Joel Stoker - Chant, Guitare
Lucus Crowther - Guitare
Robert Pyne - Basse
Grant Marsh - Batterie

Comme souvent, l’histoire débute à l’école, ici en 2003 au Redbridge College de Londres, puis se poursuit dans des concerts mythiques, Oasis à Knebworth, pour se conclure avec la formation d’un groupe. Lucus et Joel, rapidement rejoint par Robert et Grant, forme ce qui allait devenir The Rifles, et jouent  leur premier concert en 2004 dans un pub de la banlieue londonienne. L’influence de leurs aînés est palpable et il est aisé de les ranger aux cotés de ceux qui font le renouveau de la scène anglaise actuelle : The Wombats, Art Brut et autres Editors.
Les dates dans les nombreux pubs de la capitale anglaise s’enchaînent, et la récompense arrive vite avec un premier 7" "Peace & Quiet" chez Blow Up Records. Toutefois la stabilité ne semble pas être ce qui caractérise le mieux le groupe, puisque la même année le quatuor sortira "When I’m Alone" chez X-tra Mile Recordings, pour finir chez Right Hook Recordings avec le fameux "Local Boy". Ce titre sera d’ailleurs le tremplin leur permettant une apparition au réputé show footbalistique Soccer AM.
C’est pendant l’été 2006 que le premier album No Love Lost voit le jour chez Red Ink, les catapulte dans les charts britanniques et dans les oreilles des auditeurs européens, via une tournée sur le vieux continent, et un concert au Forum de Londres (accompagné de Paul Weller, excusez du peu).
La suite est somme toute classique avec tournée intensive, grosse présence sur Internet – des titres, puis un EP en téléchargement gratuit – et un nouvel album début 2009 chez 679 Recordings cette fois-ci : The Great Escape.
Le groupe termine actuellement une tournée européenne et va déjà débuter l’écriture d’un troisième opus.

Chronique

The Great Escape ( 2009 )

« Aurait-pu être album du moment », non « Aurait-dû ! être album du moment » voilà d’emblée ce que l’on peut dire de ce bijou découvert sur le tard, fin 2009. Mais revenons en arrière : Janvier de cette même année,  sort donc ce The Great Escape. Il n’y a ici pas plus de Blur, qu’il n’y avait de Joy Division dans No Love Lost, précédent opus du quatuor guindé britannique… Non, disons au contraire qu’il y a de tout dans ce disque. Quand ce qui actuellement cartonne outre Manche, se cantonne trop souvent à des tendances Garage, The Rifles lance un pavé dans la marre ou plutôt une rafale de mitrailleuse, en passant en revue quarante ans de Rock Anglo-saxon.

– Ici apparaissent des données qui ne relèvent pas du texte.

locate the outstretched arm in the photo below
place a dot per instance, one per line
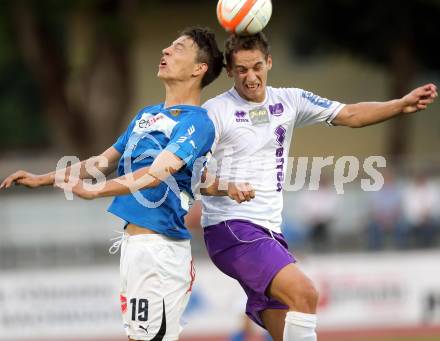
(27, 179)
(368, 113)
(165, 164)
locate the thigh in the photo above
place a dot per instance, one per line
(292, 287)
(158, 277)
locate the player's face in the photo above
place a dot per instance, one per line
(179, 60)
(249, 70)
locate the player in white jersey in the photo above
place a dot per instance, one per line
(254, 125)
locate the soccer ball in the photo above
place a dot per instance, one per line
(244, 17)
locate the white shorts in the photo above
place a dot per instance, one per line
(157, 274)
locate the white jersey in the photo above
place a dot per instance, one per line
(252, 145)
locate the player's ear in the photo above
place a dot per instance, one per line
(229, 71)
(269, 62)
(200, 68)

C’est indéniablement sous le signe de la diversité que l’on peut d’emblée placer cette grande évasion. Car portée de manière homogène par la terrible voix de Stoker, la musique sous ses formats courts (rarement au dessus des trois minutes), navigue allègrement des ambiances électriques Pop-Garage de la nouvelle vague brit-pop : Arctic MonkeysThe Rakes & co, aux atmosphères popisante dès les chœurs d’intro, sur "Fool to Sorrow" ou "Winter Call". Elle s’octroie même quelques escapades Power-Pop qu’un Ash de la grande époque n’aurait certainement pas renié "Romeo & Julie", quand d’autres voies flirtent avec la ballade made in Pulp : "Out in the Past". Néanmoins c’est l’arrivée d’un "The General", aussi pataud que turbulent, à l’image de son intitulé, mais surtout totalement inattendu, qui mettra un terme aux surprises de cette fuite, en fouinant à un instrument près, dans des entrailles Therapy-esques qu’on aurait presque oublié.

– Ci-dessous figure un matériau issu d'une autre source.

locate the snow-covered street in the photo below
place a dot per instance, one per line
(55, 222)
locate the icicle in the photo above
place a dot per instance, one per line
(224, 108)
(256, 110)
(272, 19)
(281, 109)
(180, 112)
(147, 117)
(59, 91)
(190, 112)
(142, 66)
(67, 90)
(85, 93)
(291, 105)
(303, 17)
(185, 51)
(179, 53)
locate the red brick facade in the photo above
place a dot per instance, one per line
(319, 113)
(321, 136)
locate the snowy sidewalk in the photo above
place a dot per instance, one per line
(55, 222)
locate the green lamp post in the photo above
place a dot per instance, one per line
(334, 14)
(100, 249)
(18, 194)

Par ailleurs s’il demeure un élément invariable, il s’agit de l’incontestable  qualité d’écriture, symbolisée par des textes mignonnets et simplissimes comme la vie, et surtout des mélodies efficaces, qui ne flirtent pourtant jamais avec la mièvrerie de la calibration radio. De plus cette entêtante candeur, a pour résultante directe de transformer en véritables hymnes nombres de refrains, dont l’enracinement mental devient jubilatoire. On n’a donc pas fini d’entonner à tue-tête les « Waiting for the day you're not looking for something else » ; « The world is ours and ours alone » et « We could be Romeo and Julie of our time ». Cette galette a en fait tout pour être estampillée du syndrome Franz Ferdinand : cette sensation indicible, qui fait que dès la deuxième écoute d’un disque on semble le connaître sur le bout des doigts…

Seulement le petit doigt, lui, nous dit de nous méfier. Car si l’addiction qui nous envoie au septième ciel, et ce dès les premiers tours de disque est claire et assumée ; il faut toujours se prémunir d’une redéscente, morbide comme un mauvais disque à suivre, qui n’est jamais très loin.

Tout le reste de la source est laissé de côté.